La pioggia è smisurata, mi dissero, ma io piuttosto direi, la pioggia è piuttosto morta, tutte quelle goccioline il cui odore costantemente mi macchia i capelli mi fanno sapere di cadavere.
Cammino attraverso una strada deserta, soltanto un'alquanto deplorevole luce di qualche lampione arrugginito mi fa vedere ciò che ho davanti: nulla.
Non appena i miei passi echeggiano attraverso quel marciapiede vecchio e bagnato, tutto a un tratto scorgo un pacchettino, ne scarto la fetida fasciatura e svelo qualcosa di minuscolo, magari una di quelle cose che i vivi usano per annotarsi la vita, semmai ne hanno una, anche se rimango perplesso, il contenuto è misterioso, ma da quel che riesco a capire è la storia di un dio e di una dea, che nel voler imitare la perfezione della natura crearono qualcosa di ancora più perfetto, l'unione dell'essenza di lui e lo sprizzo vitale di lei combinati e intrecciati l'un l'altro con il loro respiro originò un essere il quale ben presto si fece senziente e iniziò subito a mormorare la lingua dell'universo, una lingua che poteva essere compresa da ogni essere vivente, dal momento che esso era al di sopra di tutto, persino al di sopra del dio e della dea.
Una storia alquanto interessante oserei dire, ma vi è un grave errore: quest'essere non è perfetto, egli deve ancora conoscere il tutto del vuoto e dello spazio.
Richiudo la quanto meno pallida pergamena e mi dirigo verso il quanto meno corroso palazzo, le fessure sono minuscole e sembrano osservarmi, riesco a sentire la presenza stessa del tempio.
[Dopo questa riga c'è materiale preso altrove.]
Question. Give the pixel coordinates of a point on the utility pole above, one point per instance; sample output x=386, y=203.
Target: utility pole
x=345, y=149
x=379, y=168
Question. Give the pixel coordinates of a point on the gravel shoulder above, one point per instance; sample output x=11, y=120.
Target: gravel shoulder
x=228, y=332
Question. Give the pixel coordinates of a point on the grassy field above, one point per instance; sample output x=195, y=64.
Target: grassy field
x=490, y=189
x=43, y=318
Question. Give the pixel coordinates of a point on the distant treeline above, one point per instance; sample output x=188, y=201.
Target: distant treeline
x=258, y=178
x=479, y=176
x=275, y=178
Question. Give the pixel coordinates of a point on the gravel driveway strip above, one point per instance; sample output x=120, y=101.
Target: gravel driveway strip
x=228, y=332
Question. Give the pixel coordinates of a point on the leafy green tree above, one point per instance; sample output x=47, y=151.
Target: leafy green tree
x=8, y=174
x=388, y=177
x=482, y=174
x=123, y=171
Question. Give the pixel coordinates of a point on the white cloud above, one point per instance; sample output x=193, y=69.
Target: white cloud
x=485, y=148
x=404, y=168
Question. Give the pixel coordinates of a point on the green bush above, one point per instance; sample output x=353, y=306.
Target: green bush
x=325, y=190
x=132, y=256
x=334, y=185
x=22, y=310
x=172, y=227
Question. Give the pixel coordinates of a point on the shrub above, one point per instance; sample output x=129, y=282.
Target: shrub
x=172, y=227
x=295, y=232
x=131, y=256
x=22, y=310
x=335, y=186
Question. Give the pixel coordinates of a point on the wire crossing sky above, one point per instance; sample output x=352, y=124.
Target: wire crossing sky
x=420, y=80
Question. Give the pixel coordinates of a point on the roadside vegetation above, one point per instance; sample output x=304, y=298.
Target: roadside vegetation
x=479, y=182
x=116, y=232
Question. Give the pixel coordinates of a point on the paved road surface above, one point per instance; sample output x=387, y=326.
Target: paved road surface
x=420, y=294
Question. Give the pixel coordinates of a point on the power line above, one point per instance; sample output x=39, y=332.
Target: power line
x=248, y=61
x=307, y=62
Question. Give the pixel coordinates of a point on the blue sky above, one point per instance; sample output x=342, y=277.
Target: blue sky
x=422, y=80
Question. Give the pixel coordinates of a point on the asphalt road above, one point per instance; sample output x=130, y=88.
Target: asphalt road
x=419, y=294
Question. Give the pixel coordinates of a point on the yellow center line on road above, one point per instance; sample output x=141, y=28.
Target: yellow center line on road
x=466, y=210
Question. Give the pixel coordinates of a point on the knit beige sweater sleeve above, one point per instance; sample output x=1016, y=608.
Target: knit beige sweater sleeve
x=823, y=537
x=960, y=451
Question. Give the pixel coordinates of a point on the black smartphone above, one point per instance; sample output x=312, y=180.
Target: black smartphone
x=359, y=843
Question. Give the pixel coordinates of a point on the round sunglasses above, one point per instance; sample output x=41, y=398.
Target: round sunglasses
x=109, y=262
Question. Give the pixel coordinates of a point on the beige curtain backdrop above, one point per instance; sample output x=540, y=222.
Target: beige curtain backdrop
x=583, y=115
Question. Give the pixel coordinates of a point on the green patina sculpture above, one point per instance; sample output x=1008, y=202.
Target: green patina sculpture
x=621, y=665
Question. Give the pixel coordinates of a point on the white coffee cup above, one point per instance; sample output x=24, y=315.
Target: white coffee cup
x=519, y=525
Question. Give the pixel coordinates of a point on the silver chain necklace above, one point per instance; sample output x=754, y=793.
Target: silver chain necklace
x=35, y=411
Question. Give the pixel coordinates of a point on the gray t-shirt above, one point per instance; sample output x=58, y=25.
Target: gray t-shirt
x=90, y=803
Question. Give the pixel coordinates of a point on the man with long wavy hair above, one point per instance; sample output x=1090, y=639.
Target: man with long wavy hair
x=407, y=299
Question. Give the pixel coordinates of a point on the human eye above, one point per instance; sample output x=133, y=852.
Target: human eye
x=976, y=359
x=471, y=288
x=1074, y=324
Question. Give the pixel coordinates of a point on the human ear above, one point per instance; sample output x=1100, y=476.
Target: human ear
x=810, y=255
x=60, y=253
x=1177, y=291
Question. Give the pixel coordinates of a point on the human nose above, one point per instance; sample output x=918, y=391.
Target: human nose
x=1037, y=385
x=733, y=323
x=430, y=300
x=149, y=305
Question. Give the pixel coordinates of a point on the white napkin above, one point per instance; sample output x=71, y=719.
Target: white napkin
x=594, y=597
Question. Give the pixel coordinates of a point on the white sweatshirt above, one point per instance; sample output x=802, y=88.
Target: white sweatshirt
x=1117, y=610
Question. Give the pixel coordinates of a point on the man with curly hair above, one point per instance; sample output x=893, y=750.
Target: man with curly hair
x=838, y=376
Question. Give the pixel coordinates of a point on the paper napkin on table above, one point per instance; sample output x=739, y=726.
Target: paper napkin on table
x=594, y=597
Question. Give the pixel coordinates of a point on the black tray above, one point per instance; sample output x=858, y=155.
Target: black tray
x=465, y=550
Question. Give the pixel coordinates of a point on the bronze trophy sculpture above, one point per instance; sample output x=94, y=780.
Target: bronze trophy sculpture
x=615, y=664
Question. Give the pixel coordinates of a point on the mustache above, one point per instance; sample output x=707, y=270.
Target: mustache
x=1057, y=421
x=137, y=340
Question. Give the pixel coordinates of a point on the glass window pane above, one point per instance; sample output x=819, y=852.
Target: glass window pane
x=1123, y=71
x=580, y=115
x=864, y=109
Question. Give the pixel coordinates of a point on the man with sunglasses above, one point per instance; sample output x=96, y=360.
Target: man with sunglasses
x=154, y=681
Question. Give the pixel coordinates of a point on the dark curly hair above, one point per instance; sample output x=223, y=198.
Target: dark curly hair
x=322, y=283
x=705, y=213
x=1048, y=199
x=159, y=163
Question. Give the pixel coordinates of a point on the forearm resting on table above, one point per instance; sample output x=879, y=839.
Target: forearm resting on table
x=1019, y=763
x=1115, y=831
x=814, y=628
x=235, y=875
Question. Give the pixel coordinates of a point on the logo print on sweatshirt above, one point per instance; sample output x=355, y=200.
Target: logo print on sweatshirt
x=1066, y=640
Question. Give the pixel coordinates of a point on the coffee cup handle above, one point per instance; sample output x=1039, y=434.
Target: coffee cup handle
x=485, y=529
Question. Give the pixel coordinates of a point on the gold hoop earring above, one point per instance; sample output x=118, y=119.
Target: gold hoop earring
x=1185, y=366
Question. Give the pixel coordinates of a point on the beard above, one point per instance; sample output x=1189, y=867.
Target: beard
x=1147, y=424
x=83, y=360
Mi addentro all'interno, nulla a parte il vuoto circonda la mia mente, è tutto alquanto cupo, ma anche alquanto entusiasmante, si può perfino percepire la vuotezza portata dal tempo.
Nel mentre che vedo le illustrazioni, noto che mi sono famigliari, riconosco l'enorme massa corporea dipinta al centro della stanza, probabilmente utilizzata per qualche specie di rituale o raduno, e al centro vi è un oggetto alquanto singolare, sulla superficie vi sono incise le stesse lettere che ho visto su quel pezzo di carta, forse erano le stesse parole, per lo meno riconosco alcuni simboli, ma ora non devo distrarmi, così svelo il quanto meno decrepito affare e finalmente, posso prendere ciò che stavo cercando: qualcosa.
Nel mentre che sento una corrente molto forte avvolgermi odo anche un tuono venirmi addosso, il bagliore è insuperabile, il rombo delicato, pareva che mi stesse cullando, il mio corpo si rende meno teso.
Mi acciglio, si crea un ronzio tutto attorno, è doloroso per il mio udito preciso, ma poi scompare, strano.
Mi dirigo immediatamente verso l'uscita di questo quanto meno deprimente posto, sono sopravvissuto a qualunque cosa fosse, posso proclamare di essere l'essere originario, perfezione e conoscenza scorrono in me, il mio cuore non pulsa, il mio cuore è l'impulso stesso dell'universo.
Posso riunirmi al creatore originario, no, posso diventare il perfetto autore il cui eterno credo resterà, al di sotto dell'onere, al di sopra della polvere della terra, nel mezzo del vuoto.